The shift to remote work is forcing technology updates
By Lance Johnson, VP of Marketing at Trustgrid
In a recent survey, 98% of employees stated that they would like to work remotely (at least part time) for the remainder of their career. Another poll found that 80% of employees wouldn’t take a job that didn’t offer flexibility and that 30% of employees had left a job over flexibility issues.
In banks and credit unions around the country, alarm bells are ringing around the idea that the remote work trend is not just temporary. The volume of those alerts is loudest in organizations who are not equipped to secure the IT resources of a workforce that requires remote access at scale.
Banks handle some of the most important data in the world. With employees working anywhere, at any time, how do banks and credit unions ensure that both organizational and client financial data remain safe? The answer lies in the networks being used to access their applications and data.
While many are familiar with the advantages (and challenges) of VPNs for remote user access, many are less familiar with the concept of Zero Trust network access (ZTNA). For those who don’t know, ZTNA is the next-generation of end user VPN solutions. Designed for high security and compliance organizations, it provides a seamless way for remote users to connect to all IT resources, wherever they may reside.
Because of its security and compliance focus, ZTNA is ideal for industries such as banking.
Comparing VPN and ZTNA
The applications serving today’s typical banking organization live in both the cloud and bank-controlled data centers. The traditional network, centered around a data center, has now been extended to the location of every device and application outside of the data center. And while VPN has served as the primary way for end-users to access applications in the data center, it no longer covers the needs of infrastructure that mixes in public and private cloud applications.
With a large majority of web traffic now consisting of cloud services, banks and credit unions are now forced to seek a new remote work connectivity approach that tackles both the scaling issues of having up to 100% of a workforce concurrently using it AND the challenges around securely connecting to heterogenous, hybrid cloud environments.
At the time it was created, VPN was an answer to the day’s IT architectures and business challenges. Centralized data centers hosting applications needed to be accessed when employees were unable to be in the office. These connections needed to be encrypted and had to work over any internet connection. Expensive VPN appliances were deployed inside of each data center and VPN clients were configured on each end user device. And while they were able to handle these tasks (often in a sub-par fashion) for decades, the IT landscape around it has made significant changes.
Since then, the rise of cloud services has become mainstream but VPN wasn’t built to secure cloud applications. The number of users needing access has grown beyond just traveling executives but the requirement of expensive proprietary appliances supporting limited numbers of users has restricted its ability to be elastically scalable. And from a security perspective, it was never intended to give complete visibility into user activity and traffic.
In contrast, ZTNA is a connectivity solution that grants application access based on a user’s identity and related security policies. Unlike VPNs which grant access to large network segments where applications reside, ZTNA creates network micro-segments that form a direct connection between a user and an application. These micro-segments eliminate the need to backhaul all traffic through an expensive on-premise VPN appliance, minimizing common VPN performance problems, and removing the need to add additional on-premise hardware appliances to support more users.
Additionally, the protections of ZTNA make no distinction between a user’s location. On-premise users and remote user connectivity are treated the same. All application access must be authenticated and authorized according to a user’s identity and related security policy before traffic is passed. Devices use open source agents or agentless portals to ensure that every mobile or desktop device is supported. All of this results in a seamless, consistent application of security policy and user experience across the entire organization. And because this access is tied to a user’s identity and applications are accessed individually, reporting of all access-related events is easily aggregated for compliance purposes.

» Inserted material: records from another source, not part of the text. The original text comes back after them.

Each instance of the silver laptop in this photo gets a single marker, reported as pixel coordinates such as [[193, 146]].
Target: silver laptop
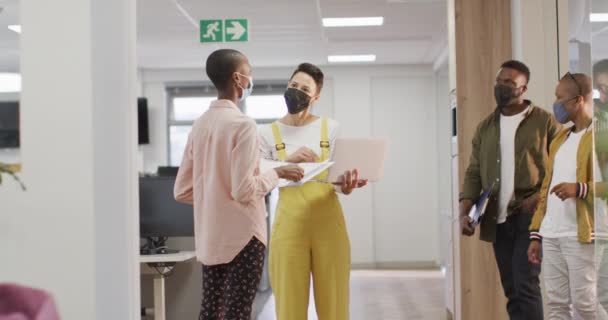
[[365, 155]]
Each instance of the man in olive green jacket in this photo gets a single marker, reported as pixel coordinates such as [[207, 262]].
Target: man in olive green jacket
[[510, 151]]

Banking has been one of the last great industries to fully embrace remote work. High compliance and security requirements coupled with preference for face-to-face communications means there has been little desire to enable large swaths of employees to work remotely. But as the rising tides of change in both technology and office dynamics have moved the needle on what is required to maintain productivity, many are exploring ways to update their technology to match the needs of its business realties.
ZTNA presents one of those opportunities and provides a future-proof way to improve flexibility and cost structures while greatly increasing security.